- 1987
- I am almost 17. It is spring. My father is 7 months dead, and I’m somewhat unmoored by the potent cocktail of teen angst filtered through that prism. In retrospect, I had a pretty ok high school exprience, but only because of friends and the idea of what would come next — not because of anything that happened in any class there, except one: our very free-form debate team, naturally scheduled for the last class of the day. After school on a March afternoon, after someone in that class (Jason?) reminded me of its release date, I drive to the mall. The small, southern town I grew up in had only a single music store, and it was mall-bound: Camelot. We called it Camelsnot, and it was the only outlet for music short of expensive mail-order from NME or Rolling Stone or other, hipper, indie or punk magazines like Maximum Rock & Roll. I buy it on cassette. Only rich people had CD already, and only people older than me had vinyl. I unwrap it in my 1978 Buick, but I don’t move my car until I have to flip the tape. The music is ethereal, atmospheric, deep, and polished without being poppy. (It will be years before I realize this is Daniel Lanois’ touch.) The tape moves with me from car deck to walkman to bedroom stereo and back for much of the rest of the year.
- 1989
- I am 19, and a college freshman in Tuscaloosa. The rest of my life I looked forward to in high school is starting. My tape has gone the way of all flesh, which is what happens to tapes in cars in the South. The transparent case is scratched to opacity; the tape warbles and presents only a distorted version of the record. Two years is a long time, though, and I have a CD deck now. I buy a CD copy at Turtle’s — a real record store! in a college town! — on a credit card I won’t pay off for years. I listen to it again, closely, for the first time since 1987. I play it over and over that afternoon, kind of amazed it’s still interesting after two whole years, and realize suddenly it’s a record I’ll keep coming back to all my life.
- 1996
- I am 26, theoretically an adult. Years of dorm life, college-era parties, and haphazard storage habits claim the CD; a skip I know by heart mars “Where the Streets Have No Name.” Mobile Fidelity releases a “gold disc” remastered version, and I buy it — this time at the venerable Cactus Music in Houston.

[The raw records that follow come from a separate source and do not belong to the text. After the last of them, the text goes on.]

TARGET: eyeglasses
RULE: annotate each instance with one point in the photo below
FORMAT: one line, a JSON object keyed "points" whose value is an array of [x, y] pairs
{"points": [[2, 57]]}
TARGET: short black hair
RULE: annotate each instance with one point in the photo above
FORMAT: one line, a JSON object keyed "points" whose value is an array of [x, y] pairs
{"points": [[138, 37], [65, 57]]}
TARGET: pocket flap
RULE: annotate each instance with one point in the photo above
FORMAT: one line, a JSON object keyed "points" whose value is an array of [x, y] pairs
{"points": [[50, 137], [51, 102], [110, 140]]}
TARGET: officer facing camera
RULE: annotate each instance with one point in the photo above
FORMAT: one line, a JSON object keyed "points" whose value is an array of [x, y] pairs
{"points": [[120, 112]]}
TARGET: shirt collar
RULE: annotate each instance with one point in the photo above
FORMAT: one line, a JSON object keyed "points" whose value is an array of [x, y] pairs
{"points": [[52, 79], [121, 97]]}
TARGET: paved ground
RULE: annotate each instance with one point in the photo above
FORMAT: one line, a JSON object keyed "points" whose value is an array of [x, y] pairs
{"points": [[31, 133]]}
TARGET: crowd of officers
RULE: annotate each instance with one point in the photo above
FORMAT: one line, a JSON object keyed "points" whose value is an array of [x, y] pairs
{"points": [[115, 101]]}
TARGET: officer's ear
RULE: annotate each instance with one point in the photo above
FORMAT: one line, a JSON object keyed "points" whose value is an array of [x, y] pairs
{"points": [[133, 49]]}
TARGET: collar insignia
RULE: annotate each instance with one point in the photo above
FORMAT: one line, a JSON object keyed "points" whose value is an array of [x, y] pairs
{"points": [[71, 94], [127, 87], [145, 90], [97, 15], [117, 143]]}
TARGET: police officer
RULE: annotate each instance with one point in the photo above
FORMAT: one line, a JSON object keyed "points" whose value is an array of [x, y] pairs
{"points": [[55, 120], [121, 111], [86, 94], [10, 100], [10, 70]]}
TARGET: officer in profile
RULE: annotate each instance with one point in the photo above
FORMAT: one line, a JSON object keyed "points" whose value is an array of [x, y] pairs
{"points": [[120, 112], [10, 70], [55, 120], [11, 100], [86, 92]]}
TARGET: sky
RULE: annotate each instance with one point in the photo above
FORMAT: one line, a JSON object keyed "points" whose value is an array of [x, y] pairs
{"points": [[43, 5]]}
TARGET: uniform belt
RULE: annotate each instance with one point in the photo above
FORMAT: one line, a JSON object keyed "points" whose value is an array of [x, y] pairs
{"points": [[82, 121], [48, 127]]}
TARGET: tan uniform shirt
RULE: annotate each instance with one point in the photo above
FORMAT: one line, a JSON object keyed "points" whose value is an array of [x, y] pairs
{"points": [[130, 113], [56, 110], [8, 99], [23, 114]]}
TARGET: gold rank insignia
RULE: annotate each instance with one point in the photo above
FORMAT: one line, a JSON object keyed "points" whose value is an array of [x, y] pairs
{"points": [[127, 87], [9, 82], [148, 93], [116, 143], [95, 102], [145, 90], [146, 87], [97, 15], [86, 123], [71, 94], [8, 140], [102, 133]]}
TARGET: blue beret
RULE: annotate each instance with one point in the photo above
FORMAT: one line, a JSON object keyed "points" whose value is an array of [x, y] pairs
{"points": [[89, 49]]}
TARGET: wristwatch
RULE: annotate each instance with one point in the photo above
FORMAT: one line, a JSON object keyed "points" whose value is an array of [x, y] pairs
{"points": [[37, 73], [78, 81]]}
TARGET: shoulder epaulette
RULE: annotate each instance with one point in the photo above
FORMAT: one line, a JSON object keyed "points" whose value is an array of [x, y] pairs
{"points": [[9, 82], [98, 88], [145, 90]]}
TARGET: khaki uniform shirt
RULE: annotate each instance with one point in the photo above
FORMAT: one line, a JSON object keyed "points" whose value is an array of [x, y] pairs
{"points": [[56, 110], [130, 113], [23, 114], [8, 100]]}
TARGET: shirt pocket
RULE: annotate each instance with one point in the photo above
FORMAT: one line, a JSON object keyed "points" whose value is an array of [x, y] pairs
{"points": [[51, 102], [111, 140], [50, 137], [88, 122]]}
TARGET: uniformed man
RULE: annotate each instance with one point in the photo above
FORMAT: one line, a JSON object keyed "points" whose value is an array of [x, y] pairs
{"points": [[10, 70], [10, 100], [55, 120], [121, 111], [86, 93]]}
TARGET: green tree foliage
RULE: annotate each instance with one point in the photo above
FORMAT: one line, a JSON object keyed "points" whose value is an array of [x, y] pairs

It does indeed sound better than my old CD, but it’s hard to tell how much of that is real and how much of it is the lack of the skip I continue to anticipate for years afterwards. I fail to notice that, at 26, I am about the same age the band was when they recorded it.
- 2004
- I am 34, edging into the vast middle of life. I am engaged to a woman I knew in 1989, but lost track of. Our first date after finding each other again in 2001 was a U2 show in Dallas; the date lasted 72 hours, and continued the following weekend for 72 more. I buy her the U2 iPod for Christmas, and fill it with the Digital Box Set, which of course contains the first new copy of the Joshua Tree I didn’t actually need to buy. We listen to nothing but U2 for weeks, and it reminds us of high school, of college, and most of all of a bubble of possibility we created for ourselves as we drove to Dallas on that absurdly optimistic first date. On our honeymoon, a year later in Mendocino, it is this copy and that iPod that we listen to through the window of our suite as we soak in our private hot tub, gaze at the California stars, and marvel at our incredible good fortune.
- 2008
- I am 38. The actual Joshua tree pictured on the cover is now dead and the album itself is older than I was at its release. Actually, it’s also older now than “old” records like Abbey Road, Who’s Next, Sticky Fingers, or the entire discography of Led Zeppelin were when I discovered them in high school. My brother and sister-in-law notice that The Joshua Tree is now old enough to drink, and send me the 20th Anniversary edition for my birthday; it’s playing as I type this. The mix is brighter, more alive, more intense, more spacious. Listening closely, I hear things I don’t think I’ve noticed before, deep in the background of the mix. When it finishes, I hit “play” again.